Rochester HillsApril 16, 2014
Spring blooms draw crowds at Spring Expo
By Linda Shepard
C & G Staff Writer
Nevaeh Bookout, 6, of Rochester, talks to mermaid Brittney Cardinale from Haley Stone at Bordine’s Spring Expo April 12.
ROCHESTER HILLS — After a rough winter, many Michiganders are looking forward to quality time in their gardens.
Bordine’s Spring Expo, held April 12-13, provided flower displays, garden experts, seminars and a charitable aspect at the Rochester Hills location, on Rochester Road.
“It is our kickoff to the spring season,” said Heather Glenday, Bordine’s general manager. “People are coming to get a glimpse of spring — some color. It is a show that is specific to gardening and all gardening needs.”
Local vendors were invited to the event, many setting up lavish displays. Among the vendor displays, an unusual mermaid exhibit showcased a Haley Stone grotto, complete with a pond and a live mermaid. Haley Stone is located in Rochester Hills.
Renee Van Daal, Haley Stone owner, said her son Michael began making silicone mermaid tails seven years ago.
“Mermaids were always a fascination for him,” Van Daal said, “starting with the movie ‘The Little Mermaid.’ We have pictures of him with a mermaid doll when he was 2 years old.”
Beginning with rubber flippers, duct tape and glue, Michael Van Daal graduated to silicon molds for mermaid tails. Teaming with Mermaid Melissa, who legally changed her name, Michael Van Daal appears as pirate Capt. Jack Sparrow at local events.

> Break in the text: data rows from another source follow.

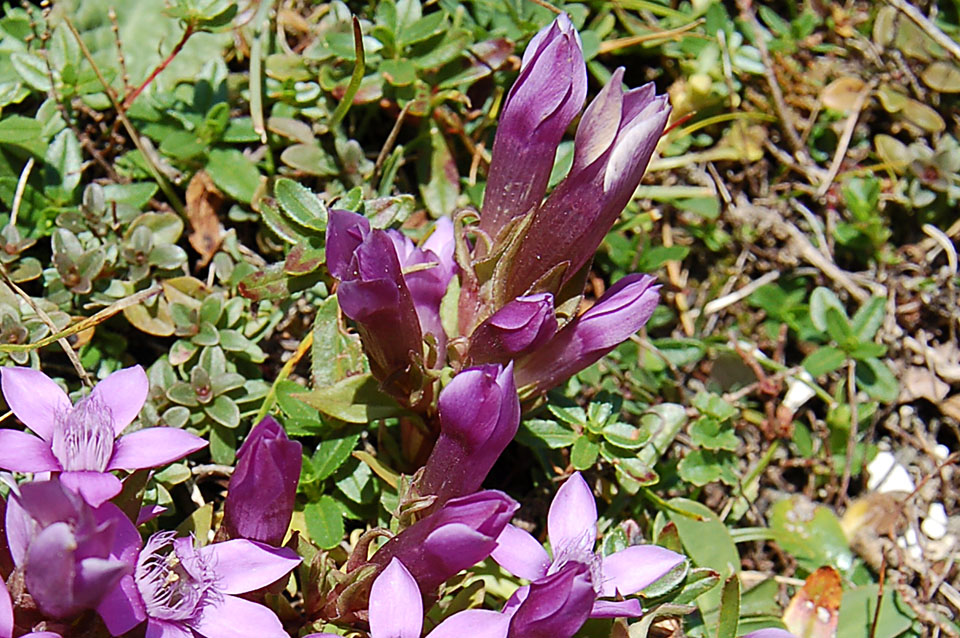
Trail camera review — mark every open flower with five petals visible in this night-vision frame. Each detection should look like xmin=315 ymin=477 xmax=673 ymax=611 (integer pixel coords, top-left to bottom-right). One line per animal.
xmin=491 ymin=472 xmax=684 ymax=618
xmin=0 ymin=366 xmax=207 ymax=507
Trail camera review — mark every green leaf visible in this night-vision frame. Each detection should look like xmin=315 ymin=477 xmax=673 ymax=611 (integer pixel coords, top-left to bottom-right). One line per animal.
xmin=207 ymin=148 xmax=260 ymax=204
xmin=810 ymin=286 xmax=847 ymax=332
xmin=303 ymin=494 xmax=344 ymax=549
xmin=717 ymin=574 xmax=740 ymax=638
xmin=273 ymin=177 xmax=327 ymax=232
xmin=517 ymin=419 xmax=578 ymax=449
xmin=690 ymin=416 xmax=740 ymax=452
xmin=0 ymin=115 xmax=47 ymax=157
xmin=570 ymin=436 xmax=600 ymax=471
xmin=203 ymin=395 xmax=240 ymax=429
xmin=851 ymin=297 xmax=887 ymax=341
xmin=310 ymin=295 xmax=366 ymax=387
xmin=418 ymin=126 xmax=460 ymax=217
xmin=855 ymin=357 xmax=900 ymax=403
xmin=770 ymin=496 xmax=853 ymax=573
xmin=824 ymin=306 xmax=853 ymax=350
xmin=803 ymin=346 xmax=847 ymax=377
xmin=294 ymin=373 xmax=403 ymax=423
xmin=44 ymin=128 xmax=83 ymax=201
xmin=693 ymin=392 xmax=737 ymax=421
xmin=310 ymin=434 xmax=360 ymax=481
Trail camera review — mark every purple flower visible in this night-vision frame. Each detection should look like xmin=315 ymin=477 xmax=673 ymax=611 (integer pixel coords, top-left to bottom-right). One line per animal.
xmin=326 ymin=210 xmax=423 ymax=399
xmin=430 ymin=563 xmax=596 ymax=638
xmin=222 ymin=416 xmax=303 ymax=546
xmin=491 ymin=472 xmax=684 ymax=617
xmin=370 ymin=490 xmax=520 ymax=596
xmin=0 ymin=578 xmax=60 ymax=638
xmin=480 ymin=14 xmax=587 ymax=245
xmin=501 ymin=67 xmax=670 ymax=303
xmin=418 ymin=363 xmax=520 ymax=507
xmin=467 ymin=292 xmax=557 ymax=364
xmin=97 ymin=532 xmax=300 ymax=638
xmin=0 ymin=366 xmax=207 ymax=507
xmin=516 ymin=274 xmax=660 ymax=391
xmin=5 ymin=480 xmax=140 ymax=618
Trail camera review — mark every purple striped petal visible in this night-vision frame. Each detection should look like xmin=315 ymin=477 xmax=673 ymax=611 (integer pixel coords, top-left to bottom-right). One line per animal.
xmin=107 ymin=427 xmax=207 ymax=471
xmin=490 ymin=525 xmax=550 ymax=580
xmin=90 ymin=366 xmax=150 ymax=436
xmin=197 ymin=539 xmax=301 ymax=594
xmin=370 ymin=558 xmax=423 ymax=638
xmin=600 ymin=545 xmax=684 ymax=596
xmin=190 ymin=596 xmax=289 ymax=638
xmin=547 ymin=472 xmax=597 ymax=560
xmin=0 ymin=368 xmax=73 ymax=441
xmin=0 ymin=430 xmax=60 ymax=472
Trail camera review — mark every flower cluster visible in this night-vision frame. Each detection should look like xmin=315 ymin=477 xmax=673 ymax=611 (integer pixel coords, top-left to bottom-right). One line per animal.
xmin=326 ymin=15 xmax=670 ymax=412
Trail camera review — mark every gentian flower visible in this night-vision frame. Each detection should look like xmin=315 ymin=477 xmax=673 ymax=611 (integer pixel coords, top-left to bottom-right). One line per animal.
xmin=491 ymin=472 xmax=684 ymax=617
xmin=5 ymin=480 xmax=140 ymax=618
xmin=480 ymin=14 xmax=587 ymax=246
xmin=221 ymin=416 xmax=303 ymax=546
xmin=430 ymin=562 xmax=595 ymax=638
xmin=97 ymin=532 xmax=300 ymax=638
xmin=418 ymin=364 xmax=520 ymax=507
xmin=370 ymin=490 xmax=520 ymax=596
xmin=0 ymin=578 xmax=60 ymax=638
xmin=467 ymin=292 xmax=557 ymax=365
xmin=502 ymin=67 xmax=670 ymax=302
xmin=0 ymin=366 xmax=207 ymax=507
xmin=516 ymin=274 xmax=660 ymax=392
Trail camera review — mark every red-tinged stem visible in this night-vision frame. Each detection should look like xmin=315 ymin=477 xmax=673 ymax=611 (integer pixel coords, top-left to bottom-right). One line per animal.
xmin=122 ymin=24 xmax=193 ymax=111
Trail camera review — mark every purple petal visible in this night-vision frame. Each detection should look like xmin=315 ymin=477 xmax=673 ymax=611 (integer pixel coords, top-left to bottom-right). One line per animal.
xmin=370 ymin=558 xmax=423 ymax=638
xmin=490 ymin=525 xmax=550 ymax=580
xmin=427 ymin=609 xmax=510 ymax=638
xmin=600 ymin=545 xmax=684 ymax=596
xmin=190 ymin=596 xmax=289 ymax=638
xmin=60 ymin=472 xmax=123 ymax=507
xmin=137 ymin=505 xmax=167 ymax=526
xmin=0 ymin=494 xmax=39 ymax=568
xmin=90 ymin=366 xmax=150 ymax=436
xmin=0 ymin=578 xmax=13 ymax=638
xmin=107 ymin=427 xmax=207 ymax=471
xmin=0 ymin=368 xmax=73 ymax=441
xmin=145 ymin=618 xmax=194 ymax=638
xmin=97 ymin=575 xmax=147 ymax=636
xmin=0 ymin=430 xmax=60 ymax=472
xmin=590 ymin=598 xmax=643 ymax=618
xmin=547 ymin=472 xmax=597 ymax=559
xmin=326 ymin=209 xmax=370 ymax=279
xmin=198 ymin=539 xmax=301 ymax=594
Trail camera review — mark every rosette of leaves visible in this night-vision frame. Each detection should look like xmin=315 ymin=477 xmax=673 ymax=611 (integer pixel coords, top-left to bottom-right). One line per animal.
xmin=160 ymin=346 xmax=269 ymax=464
xmin=0 ymin=224 xmax=43 ymax=283
xmin=120 ymin=213 xmax=187 ymax=282
xmin=677 ymin=392 xmax=740 ymax=487
xmin=518 ymin=397 xmax=686 ymax=494
xmin=48 ymin=228 xmax=106 ymax=296
xmin=170 ymin=292 xmax=266 ymax=365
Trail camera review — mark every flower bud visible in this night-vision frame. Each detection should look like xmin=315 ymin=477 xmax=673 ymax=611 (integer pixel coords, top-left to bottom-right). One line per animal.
xmin=516 ymin=274 xmax=660 ymax=392
xmin=222 ymin=416 xmax=303 ymax=547
xmin=480 ymin=14 xmax=587 ymax=245
xmin=6 ymin=480 xmax=140 ymax=618
xmin=371 ymin=490 xmax=520 ymax=596
xmin=418 ymin=363 xmax=520 ymax=507
xmin=467 ymin=293 xmax=557 ymax=364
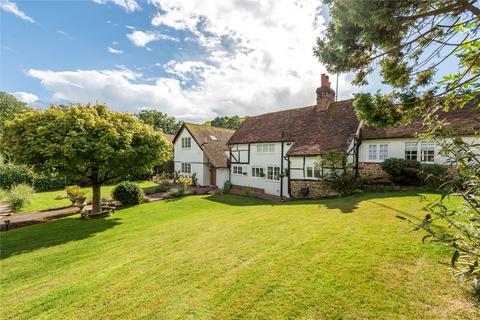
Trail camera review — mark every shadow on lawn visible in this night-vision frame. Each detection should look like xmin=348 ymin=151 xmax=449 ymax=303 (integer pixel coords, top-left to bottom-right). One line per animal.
xmin=0 ymin=218 xmax=121 ymax=259
xmin=205 ymin=191 xmax=426 ymax=215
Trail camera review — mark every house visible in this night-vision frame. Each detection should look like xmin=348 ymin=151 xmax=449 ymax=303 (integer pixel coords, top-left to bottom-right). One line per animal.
xmin=172 ymin=123 xmax=233 ymax=188
xmin=228 ymin=75 xmax=480 ymax=197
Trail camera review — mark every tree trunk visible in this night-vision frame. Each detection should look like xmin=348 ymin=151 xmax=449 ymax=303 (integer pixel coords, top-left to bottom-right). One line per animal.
xmin=92 ymin=180 xmax=102 ymax=213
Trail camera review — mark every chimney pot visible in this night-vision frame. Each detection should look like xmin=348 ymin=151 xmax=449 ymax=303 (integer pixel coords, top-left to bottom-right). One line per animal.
xmin=316 ymin=73 xmax=335 ymax=111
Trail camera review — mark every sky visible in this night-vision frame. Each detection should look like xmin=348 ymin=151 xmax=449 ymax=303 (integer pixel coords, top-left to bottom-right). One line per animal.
xmin=0 ymin=0 xmax=381 ymax=122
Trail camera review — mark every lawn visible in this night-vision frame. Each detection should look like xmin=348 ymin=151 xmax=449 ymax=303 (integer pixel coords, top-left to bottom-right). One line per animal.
xmin=0 ymin=193 xmax=480 ymax=319
xmin=21 ymin=181 xmax=157 ymax=212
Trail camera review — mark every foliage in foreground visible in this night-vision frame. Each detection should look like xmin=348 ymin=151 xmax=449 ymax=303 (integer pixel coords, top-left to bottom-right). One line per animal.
xmin=112 ymin=181 xmax=145 ymax=206
xmin=1 ymin=104 xmax=171 ymax=213
xmin=136 ymin=110 xmax=182 ymax=134
xmin=314 ymin=0 xmax=480 ymax=127
xmin=400 ymin=127 xmax=480 ymax=295
xmin=3 ymin=183 xmax=35 ymax=212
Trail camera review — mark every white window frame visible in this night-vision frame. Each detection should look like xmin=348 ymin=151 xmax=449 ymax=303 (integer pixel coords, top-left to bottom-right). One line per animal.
xmin=181 ymin=137 xmax=192 ymax=149
xmin=180 ymin=162 xmax=192 ymax=174
xmin=367 ymin=144 xmax=378 ymax=162
xmin=257 ymin=143 xmax=275 ymax=153
xmin=266 ymin=165 xmax=281 ymax=182
xmin=403 ymin=141 xmax=419 ymax=161
xmin=232 ymin=165 xmax=243 ymax=176
xmin=252 ymin=167 xmax=265 ymax=179
xmin=378 ymin=143 xmax=390 ymax=162
xmin=305 ymin=166 xmax=322 ymax=179
xmin=419 ymin=141 xmax=435 ymax=163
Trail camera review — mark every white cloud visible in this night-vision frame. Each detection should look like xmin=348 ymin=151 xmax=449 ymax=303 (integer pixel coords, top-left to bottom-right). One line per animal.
xmin=23 ymin=0 xmax=360 ymax=121
xmin=11 ymin=91 xmax=39 ymax=104
xmin=0 ymin=0 xmax=35 ymax=23
xmin=108 ymin=47 xmax=123 ymax=54
xmin=93 ymin=0 xmax=141 ymax=12
xmin=127 ymin=30 xmax=178 ymax=47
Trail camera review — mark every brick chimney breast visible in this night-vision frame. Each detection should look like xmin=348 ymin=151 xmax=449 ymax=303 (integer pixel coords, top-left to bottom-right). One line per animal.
xmin=316 ymin=74 xmax=335 ymax=111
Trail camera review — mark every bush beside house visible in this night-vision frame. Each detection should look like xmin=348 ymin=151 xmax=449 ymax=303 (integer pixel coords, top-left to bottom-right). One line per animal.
xmin=112 ymin=181 xmax=145 ymax=206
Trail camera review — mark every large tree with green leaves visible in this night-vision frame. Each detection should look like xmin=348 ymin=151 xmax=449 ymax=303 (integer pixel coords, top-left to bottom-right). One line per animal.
xmin=0 ymin=91 xmax=30 ymax=132
xmin=314 ymin=0 xmax=480 ymax=294
xmin=0 ymin=104 xmax=171 ymax=212
xmin=136 ymin=110 xmax=182 ymax=134
xmin=205 ymin=116 xmax=245 ymax=130
xmin=314 ymin=0 xmax=480 ymax=126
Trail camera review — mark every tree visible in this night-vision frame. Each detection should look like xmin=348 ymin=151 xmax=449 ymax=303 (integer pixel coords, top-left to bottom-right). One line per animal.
xmin=314 ymin=0 xmax=480 ymax=294
xmin=314 ymin=0 xmax=480 ymax=126
xmin=205 ymin=116 xmax=245 ymax=130
xmin=0 ymin=104 xmax=171 ymax=213
xmin=136 ymin=110 xmax=182 ymax=134
xmin=0 ymin=91 xmax=30 ymax=132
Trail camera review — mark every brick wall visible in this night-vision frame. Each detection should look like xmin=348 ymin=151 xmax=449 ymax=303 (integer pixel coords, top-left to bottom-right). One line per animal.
xmin=358 ymin=162 xmax=389 ymax=179
xmin=290 ymin=180 xmax=337 ymax=199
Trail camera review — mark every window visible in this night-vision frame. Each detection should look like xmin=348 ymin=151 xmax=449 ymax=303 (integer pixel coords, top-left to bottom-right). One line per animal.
xmin=378 ymin=144 xmax=388 ymax=161
xmin=182 ymin=162 xmax=192 ymax=173
xmin=252 ymin=168 xmax=265 ymax=178
xmin=257 ymin=143 xmax=275 ymax=153
xmin=182 ymin=137 xmax=192 ymax=149
xmin=405 ymin=142 xmax=418 ymax=160
xmin=420 ymin=141 xmax=435 ymax=162
xmin=232 ymin=166 xmax=243 ymax=174
xmin=267 ymin=167 xmax=280 ymax=181
xmin=368 ymin=144 xmax=377 ymax=161
xmin=307 ymin=167 xmax=322 ymax=178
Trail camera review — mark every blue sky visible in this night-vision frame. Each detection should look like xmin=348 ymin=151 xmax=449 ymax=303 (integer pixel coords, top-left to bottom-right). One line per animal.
xmin=0 ymin=0 xmax=460 ymax=122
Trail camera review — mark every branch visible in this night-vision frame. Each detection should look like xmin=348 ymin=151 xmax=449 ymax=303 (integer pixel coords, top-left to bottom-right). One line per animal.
xmin=404 ymin=1 xmax=466 ymax=21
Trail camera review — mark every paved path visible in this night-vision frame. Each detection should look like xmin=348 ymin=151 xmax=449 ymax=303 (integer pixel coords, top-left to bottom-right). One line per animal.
xmin=0 ymin=205 xmax=91 ymax=231
xmin=0 ymin=187 xmax=218 ymax=231
xmin=0 ymin=202 xmax=12 ymax=216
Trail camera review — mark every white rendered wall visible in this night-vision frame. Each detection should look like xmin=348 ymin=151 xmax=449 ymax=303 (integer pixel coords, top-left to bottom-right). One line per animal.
xmin=173 ymin=128 xmax=210 ymax=186
xmin=216 ymin=168 xmax=228 ymax=189
xmin=230 ymin=142 xmax=291 ymax=197
xmin=359 ymin=136 xmax=480 ymax=164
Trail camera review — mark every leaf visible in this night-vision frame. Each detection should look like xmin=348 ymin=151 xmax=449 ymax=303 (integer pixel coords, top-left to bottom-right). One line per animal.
xmin=452 ymin=249 xmax=460 ymax=267
xmin=422 ymin=234 xmax=432 ymax=243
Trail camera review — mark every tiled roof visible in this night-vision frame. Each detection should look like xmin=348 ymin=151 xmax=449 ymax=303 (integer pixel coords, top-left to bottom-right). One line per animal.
xmin=362 ymin=102 xmax=480 ymax=140
xmin=177 ymin=123 xmax=234 ymax=168
xmin=228 ymin=100 xmax=359 ymax=155
xmin=163 ymin=133 xmax=175 ymax=143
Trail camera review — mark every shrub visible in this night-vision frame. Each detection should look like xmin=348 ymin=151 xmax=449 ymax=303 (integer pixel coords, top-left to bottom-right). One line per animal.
xmin=223 ymin=181 xmax=232 ymax=193
xmin=0 ymin=163 xmax=35 ymax=189
xmin=152 ymin=172 xmax=170 ymax=184
xmin=155 ymin=182 xmax=172 ymax=192
xmin=177 ymin=176 xmax=192 ymax=190
xmin=7 ymin=183 xmax=35 ymax=212
xmin=192 ymin=172 xmax=198 ymax=187
xmin=65 ymin=186 xmax=87 ymax=205
xmin=166 ymin=188 xmax=187 ymax=198
xmin=381 ymin=158 xmax=420 ymax=185
xmin=112 ymin=181 xmax=144 ymax=206
xmin=419 ymin=164 xmax=448 ymax=188
xmin=243 ymin=187 xmax=253 ymax=197
xmin=0 ymin=189 xmax=8 ymax=201
xmin=321 ymin=171 xmax=365 ymax=196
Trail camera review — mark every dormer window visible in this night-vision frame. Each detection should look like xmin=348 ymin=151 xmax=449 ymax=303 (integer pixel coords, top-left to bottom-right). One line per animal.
xmin=182 ymin=137 xmax=192 ymax=149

“I’ve done book readings at local schools and corporate events,” Michael Van Daal said. “We did the Life Time Fitness pool opening. Girls want to see the mermaid, and boys want to meet the pirate. One little boy said he wanted to go to college to be a pirate.”
In conjunction with the Spring Expo, the Rochester Rotary Charities held a beer and wine tasting at Bordine’s April 11. The event featured a preview of Spring Expo displays, an auction, cuisine samplings and entertainment.
The event raised funds for numerous Rochester Rotary charitable efforts, including scholarships, medical mission trips and efforts to eradicate polio throughout the world.
Glenday said many Spring Expo customers were purchasing vegetable plants.
“More people are growing their own,” she said. “It will reduce your grocery bill, and you know where it is coming from.”
Pansies, flowers that can withstand cold temperatures, were also big sellers.
“People are excited to get into their gardens,” Glenday said.
Among the expo customers, Mike Weidner and his father, Vern Weidner, took a break, sitting on patio furniture. The father and son are from Shelby Township. Vern Weidener, 82, said he has shopped for plants and flowers at Bordine’s for many decades.
“I’ve been coming here for a long time,” Vern Weidener said.
“He used to have 50 roses. He had gardens for years,” Mike Weidner said about his dad. “He grew up on a farm in Pennsylvania — he grew up planting.”
But not everyone is anxious for the gardening season to begin.
“I love winter,” Mike Weidner said. “Now, we have to start cutting the grass.”